Aromatherapy – Essential oils, massage, benefits and products – The word aromatherapy means ‘treatment using scents’. It refers to the use of aromatherapy essential oils in Holistic Healing to improve health and emotional well being and restoring balance to the body.
Essential information relating to aromatherapy oils and benefits
Aromatherapy essential oils are aromatic essences extracted from plants, flowers, trees, fruit, bark, grasses and seeds. There are more than 150 types of oils that can be extracted.
These oils have distinctive therapeutic, psychological and physiological properties that improve health and prevent illness.
All aromatherapy essential oils have unique healing and valuable antiseptic properties.
Some oils are anti-viral, anti-inflammatory, pain relieving and anti-depressant. Other oils are stimulating, relaxing, expectorating, support digestion and have diuretic properties too.
These aroma oils work by entering the body in three ways: by inhalation, absorption and consumption.
From the chemist’s point of view, essential oils are a mixture of organic compounds viz., ketenes, terpenses, esters, alcohol, aldehyde and hundreds of other molecules.
These are extremely difficult to classify, as they are small and complex.
The essential oil’s molecules are small. They penetrate human skin easily and enter the blood stream directly and finally get flushed out through our elementary system.
A concentrate of aromatherapy essential oils is not greasy; it is more like water in texture and evaporates quickly. Some of them are light liquid, insoluble in water and evaporate instantly when exposed to air.
It would take 100 kg of lavender to yield 3 kg of lavender oil; one would need 8 million jasmine flowers to yield barely 1 kg of jasmine oil.
Some of these aroma oils are very expensive and are extracted using maceration.
The purification process called defleurage is employed, and in some cases fat is used instead of oil.
Then this process, called enfleurage, is used for final purification.
Some of the common essential oils used in aromatherapy for their versatile application are:
Clary Sage (Salvia Scarea)
Eucalyptus (Eucalyptus Globulus)
Geranium (Pelargonium Graveolens)
Lavender (Lavendula Vera Officinals)
Lemon (Citrus Limonem)
Peppermint (Mentha Piperita)
Petitgrain (Citus Aurantium Leaves)
Rosemary (Rosmarinus Officinals)
Tea-tree (Melaleuca Alternifolia)
Ylang Ylang (Cananga Odorata)
The oils mentioned above, can be a part of a beginner’s kit.
ORIGIN RIGIN OF AROMATHERAPY
The oldest use of aroma oils is known to be as old as 6000 years back when Egyptian physician, Imhotep recommended fragrant oils for bathing and massaging.
In 4,500 B.C. Egyptians used myrrh and cedar wood orils for embalming their dead.
Now, 6,500 years later, the preserved mummies prove the fact that the cedar wood contains natural fixative and strong anti-bacterial and antiseptic properties.
Hippocrates, the Greek father of Medicine, recommended regular aromatherapy baths and scented massages. This is what he effectively used to ward off plague from Athens.
Romans utilized essential oils for pleasure and to cure pain and also for their popular perfumed baths and massages.
Emperor New being indulgent in feasts and fragrances, employed rose frequently to cure his headaches, indigestion and to maintain his high spirits while enjoying amusements.
During the great plague in London in 1665, people burnt bundles of lavender, cedar wood and cypress in the streets and carried posies of the same plants as their only defense to combat infectious diseases.
Aromatherapy received a wider acceptance in the early twentieth century. In the year 1930, Rene- Maurice-Gatte Fosse, who was a French chemist, dipped his burnt hand in lavender oil.

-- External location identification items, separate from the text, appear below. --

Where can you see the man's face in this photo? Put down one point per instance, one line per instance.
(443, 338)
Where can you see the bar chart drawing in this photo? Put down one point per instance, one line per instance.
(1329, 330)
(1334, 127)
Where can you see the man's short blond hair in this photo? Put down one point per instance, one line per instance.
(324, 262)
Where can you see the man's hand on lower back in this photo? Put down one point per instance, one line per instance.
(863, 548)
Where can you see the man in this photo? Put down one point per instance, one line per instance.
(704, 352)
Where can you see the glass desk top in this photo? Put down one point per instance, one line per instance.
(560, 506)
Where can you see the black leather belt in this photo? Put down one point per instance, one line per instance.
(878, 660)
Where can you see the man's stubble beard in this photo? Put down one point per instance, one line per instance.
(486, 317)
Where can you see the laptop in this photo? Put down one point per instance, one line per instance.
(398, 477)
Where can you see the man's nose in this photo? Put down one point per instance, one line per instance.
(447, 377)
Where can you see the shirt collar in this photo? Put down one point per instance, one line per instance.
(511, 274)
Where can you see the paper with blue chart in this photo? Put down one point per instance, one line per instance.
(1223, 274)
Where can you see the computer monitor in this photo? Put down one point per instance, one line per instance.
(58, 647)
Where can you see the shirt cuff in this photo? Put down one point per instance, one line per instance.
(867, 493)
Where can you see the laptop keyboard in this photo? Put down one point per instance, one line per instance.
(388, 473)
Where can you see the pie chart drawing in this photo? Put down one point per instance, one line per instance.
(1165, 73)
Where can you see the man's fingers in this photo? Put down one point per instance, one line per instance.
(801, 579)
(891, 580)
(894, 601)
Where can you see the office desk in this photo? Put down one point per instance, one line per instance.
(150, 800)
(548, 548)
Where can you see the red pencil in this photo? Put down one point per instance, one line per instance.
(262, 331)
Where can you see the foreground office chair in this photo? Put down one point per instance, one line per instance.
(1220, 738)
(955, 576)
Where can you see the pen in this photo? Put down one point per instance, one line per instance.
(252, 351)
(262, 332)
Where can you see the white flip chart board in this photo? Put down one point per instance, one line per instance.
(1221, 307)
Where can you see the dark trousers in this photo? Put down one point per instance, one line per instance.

To his surprise the wound healed very quickly without any infection or scarring. He did considerable research on various oils and their therapeutic and psychotherapeutic properties.
Dr Jean Volnet, French army surgeon extensively used essential oils in World War II. It was Madame Morquerite Murry who gave the holistic approach to aroma oils by experimenting with them for individual problems.
Today, research has proved the multiple uses of aroma oils. Medical research in the recent years has uncovered the fact that the odours we smell have a significant impact on the way we feel.
Smells act directly on the brain like a drug according to scientific research.
For instance smelling lavender increases alpha wave frequency in the back of the head and this state is associated with relaxation.